On the second plot show the number of new Covid-19 cases for the first 28 days of the pandemic for the UK, France and Germany. Due to incomplete data on day-zero, we will consider the first day of the pandemic to be the second earliest date in the _coronavirus_daily_data i.e. when slicing your DataFrame start at index 1 not 0.

4.3#

The number of new cases can be modelled using the following equation:

\[ y = A(1+R)^t+O\]

where \(A\) is the initial number of cases, \(R\) is the rate of increase, \(t\) is the number of days and \(O\) is an offset. Using this equation and curve_fit, fit the above data, include the fits on your plot and report the rate of increase (and associated error) of the number of cases for the United Kingdom, France and Germany.

4.4#

on the third subplot show the total number of vaccinations given in the UK between the 10th and 50th day of the vaccination campaign. For the purpose of this exercise, an additional column has been added to modified_country_vaccinations_data called “VaxError”.

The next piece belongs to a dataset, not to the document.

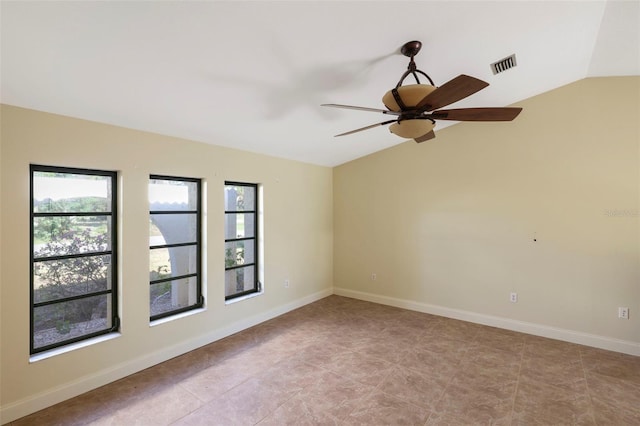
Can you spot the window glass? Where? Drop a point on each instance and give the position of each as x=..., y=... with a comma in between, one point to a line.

  1. Using VaxError perform a weighted linear regression for this subset of the data and include this on your plot.

  2. Report the vaccination rate (and its associated) error over these 40 days.


Task 5#

Calculate the reduced Chi-squared (\(\chi_n^2\)) value for the weighted linear regression.

If you were to obtain this value of \(\chi_n^2\) in one of your experiments from the practical lab sessions, what would this suggest about your data/model?